Sunday, 14 February 2016

Taking Valentine's back from Hallmark

View from the interior of Afterwords bookstore on a snowy afternoon.

After our first date, when I find out she has a boyfriend (or, as she explains, an ex-boyfriend who is not yet completely out of the picture), I sign off gallantly in an e-mail, “I am at your disposal.”

Except what I’ve written is “I am your disposal.”

There, that was my obligatory nod to Valentine's Day.  And for the record that was a quote from a memoir titled, The Diaries of Pussy-Cake by Gary Shteyngart.  This year I was determined not to let Valentine's Day devolve into a dutiful Hallmark moment.  There have just been too many near misses in my life lately to not be more mindful. 

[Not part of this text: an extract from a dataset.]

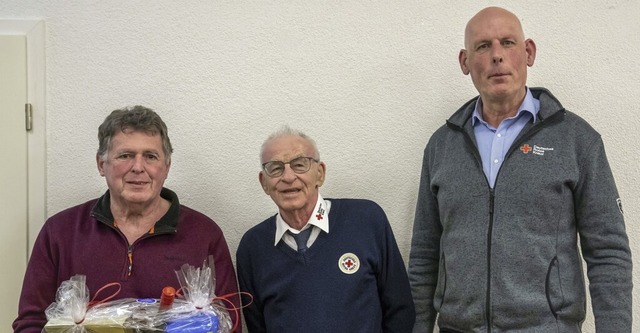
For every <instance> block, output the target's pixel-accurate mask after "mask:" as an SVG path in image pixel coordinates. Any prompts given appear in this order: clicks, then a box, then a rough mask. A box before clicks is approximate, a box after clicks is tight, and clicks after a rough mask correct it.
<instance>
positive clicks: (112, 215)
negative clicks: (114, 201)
mask: <svg viewBox="0 0 640 333" xmlns="http://www.w3.org/2000/svg"><path fill="white" fill-rule="evenodd" d="M160 196H161V197H162V198H164V199H167V200H169V202H171V206H170V207H169V210H168V211H167V213H166V214H164V216H162V218H160V220H158V222H156V224H155V226H154V231H155V233H165V232H176V231H177V230H178V220H179V217H180V202H179V201H178V196H177V195H176V194H175V192H173V191H171V190H170V189H168V188H165V187H163V188H162V190H161V191H160ZM91 216H93V217H95V218H96V219H97V220H98V221H100V222H102V223H105V224H107V225H109V226H111V227H113V214H112V213H111V195H110V193H109V190H107V191H106V192H105V193H104V194H103V195H102V196H101V197H100V198H98V200H97V201H96V204H95V205H94V206H93V208H92V209H91Z"/></svg>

I'll give you two examples.  Like a lot of other pedestrians in the City of St. John's I recently made a rather dramatic face-plant on the icy sidewalks.  One of my friends has been laid up for weeks with a leg broken in three places.  Luckily for me as I lay on my face, groceries askew wondering what was the safest way to try and get up, I feel a pair of strong arms pick me up.  A kind stranger drove me home, which almost sounds like a Hallmark Valentine card–this second example won't.  I was walking home across downtown when I encountered a tight knot of emergency vehicles and crime scene tape.  Apparently, a drunk driver had lost control, took down a power pole and struck two pedestrians.

Despite the snowstorm, TBS raised $8,055.70.

So, I decided to sidestep the customary this year and make a determined effort to give in meaningful ways this Valentine's.  My community made it easy.  On Saturday the 13th, I went down to my favourite tattoo establishment, Trouble Bound Studio, where boss man Dave Munro and his crew of talented artists annually donate their time around Valentine's in order to raise money for Daffodil Place, which supports families undergoing cancer treatment.  I made a cash donation and as soon as my glasses had unfogged and I collected a hug I was on to my next destination.

At Gower Street United Church there was a fundraiser in full swing to benefit a Syrian refugee family.  The Atlantic String Quartet was on stage playing a tango ripe with attitude, silent auction tables dripped with certificates for services and goods, raffle tickets were being snapped up with the prize catch being a pair of West Jet tickets for anywhere the airline flew.  Friends too organized this event.  I caught Flower Hill's soulful set, felt good about leaving a donation and limiting myself to only one very large cookie.  Then a whopper of a snowstorm rolled into town and I trudged home.

The snow was blinding but I still could make out the bundled shape of Andy Jones, whom I congratulated on his performance as Habib, which I caught during a matinee last week.   I decided on Sunday to help my neighbours dig-out and received more hugs. While thigh-high in snow I learned from Amy House that the Saturday snow forced the LSPU Hall to cancel a sold-out performance.  Mother Nature willing audiences will be lucky tonight.